Lockerung als Lichtblick

Lockerung als Lichtblick
Bewohner von Seniorenheimen konnten lange keinen Besuch empfangen, zum Schutz vor dem Coronavirus. Im Haus Clarenbach gab es trotzdem Covid-19-Fälle. Die Situation ist aber im Griff.

Ruth Armbruster wohnt seit über zwei Jahren im Haus Talblick, einer Einrichtung der Haus Clarenbach gGmbH. Wie die übrigen 41 Senioren der Wohngruppen musste sie wochenlang auf Besuch ihrer Familie zum Schutz vor dem Coronavirus verzichten. Die Wiedersehensfreude war aber umso größer. Seit Muttertag sind Besuche unter strengen Hygiene- und Sicherheitsregeln wieder möglich.

Maßnahmen greifen
Auf der kleinen, überdachten Terrasse an der Remscheider Straße wurde ein Begegnungsort geschaffen. Maximal neun Besuchstermine pro Tag gibt es nach vorheriger Anmeldung, 30 Minuten Zeit zum Austausch stehen zur Verfügung. Alle drei Kinder von Armbruster waren bereits da. „Ich habe mich sehr gefreut“, betont sie mit einem Leuchten in den Augen. Das Lächeln wird durch die Maske verdeckt. „Ich bin froh, dass ich das Dingen nicht ständig tragen muss“, ergänzt sie lachend. Ihren Humor hat die 76-Jährige nicht verloren.

Die Kinder mal wieder richtig zu sehen, statt nur zu telefonieren, habe richtig gutgetan. Trotz Mundschutz haben sie sich wiedererkannt, sagt sie lachend. Eins, räumt die Seniorin ein, fehle ihr dann doch: die Berührungen. Das geht aufgrund der Corona-Pandemie nicht.

Denn der Schutz der betagten Bewohner stehe an erster Stelle, betont Einrichtungsleiterin Silke Lehmann-Wieden. Jeder Besuch birgt auch ein Risiko. Deshalb trennt ein langer Tisch Familienmitglieder und Bewohner. Mundschutz und Handdesinfektion sind Pflicht, ebenso wie die Angabe der Daten zur Nachverfolgung. Das Konzept, das nach dem Beschluss der Landesregierung schnell aus dem Boden gestampft werden musste, wurde in den vergangenen Tagen noch optimiert. Das Angebot werde gut angenommen, berichtet Ergotherapeutin Dora Liesenfeld vom Sozialen Dienst. Für Berufstätige gibt es auch Besuchsmöglichkeiten am Abend. „An Muttertag gab es rührende und emotionale Momente“, erzählt Lehmann-Wieden. Tränen der Wiedersehensfreude seien geflossen.
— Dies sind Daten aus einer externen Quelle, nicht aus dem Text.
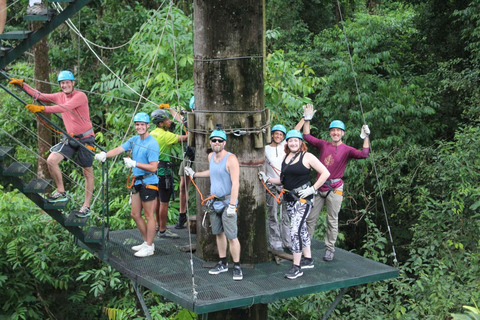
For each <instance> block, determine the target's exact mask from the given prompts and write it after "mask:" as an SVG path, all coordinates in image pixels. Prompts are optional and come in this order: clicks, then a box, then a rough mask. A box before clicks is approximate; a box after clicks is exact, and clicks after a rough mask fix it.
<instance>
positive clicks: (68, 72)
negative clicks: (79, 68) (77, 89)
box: [57, 70, 75, 82]
mask: <svg viewBox="0 0 480 320" xmlns="http://www.w3.org/2000/svg"><path fill="white" fill-rule="evenodd" d="M64 80H72V81H75V77H74V76H73V73H72V72H71V71H68V70H63V71H60V73H59V74H58V77H57V82H60V81H64Z"/></svg>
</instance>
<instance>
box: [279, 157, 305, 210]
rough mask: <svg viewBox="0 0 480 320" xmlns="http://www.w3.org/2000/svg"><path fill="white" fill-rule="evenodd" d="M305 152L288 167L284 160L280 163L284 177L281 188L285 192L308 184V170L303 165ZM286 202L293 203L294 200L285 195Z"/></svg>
mask: <svg viewBox="0 0 480 320" xmlns="http://www.w3.org/2000/svg"><path fill="white" fill-rule="evenodd" d="M304 155H305V152H302V153H301V154H300V159H299V160H298V161H297V162H296V163H294V164H291V165H289V166H287V163H286V162H285V160H286V158H285V160H284V161H283V162H282V174H283V175H284V180H283V186H284V188H285V189H286V190H293V189H295V188H298V187H301V186H303V185H304V184H307V183H309V182H310V169H309V168H307V167H305V166H304V165H303V156H304ZM285 199H286V200H287V201H294V200H295V199H294V198H293V197H292V196H291V195H290V193H287V194H286V195H285Z"/></svg>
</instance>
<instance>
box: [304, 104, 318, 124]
mask: <svg viewBox="0 0 480 320" xmlns="http://www.w3.org/2000/svg"><path fill="white" fill-rule="evenodd" d="M315 112H317V111H316V110H314V109H313V105H311V104H307V105H306V106H303V117H304V118H305V121H310V120H312V119H313V115H314V114H315Z"/></svg>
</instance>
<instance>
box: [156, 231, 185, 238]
mask: <svg viewBox="0 0 480 320" xmlns="http://www.w3.org/2000/svg"><path fill="white" fill-rule="evenodd" d="M157 237H159V238H170V239H178V238H180V237H179V236H178V234H176V233H173V232H172V231H170V230H168V229H165V231H164V232H162V231H158V232H157Z"/></svg>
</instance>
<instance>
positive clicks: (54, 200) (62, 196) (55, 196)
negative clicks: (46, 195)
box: [47, 191, 68, 202]
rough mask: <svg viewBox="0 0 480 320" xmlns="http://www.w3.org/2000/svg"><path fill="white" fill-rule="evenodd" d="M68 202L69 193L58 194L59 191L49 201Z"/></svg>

„Die Lockerungen sind ein klarer Lichtblick für die Bewohner“, fügt Dora Liesenfeld hinzu. Die Zeit der Isolation war für viele Bewohner nicht einfach. Mit mehr Angeboten des Sozialen Dienstes wurde Abwechslung im Alltag geschaffen. „Die Bewohner sagen, sie haben den Zweiten Weltkrieg überlebt, das stehen wir auch noch durch“, erzählt die Ergotherapeutin.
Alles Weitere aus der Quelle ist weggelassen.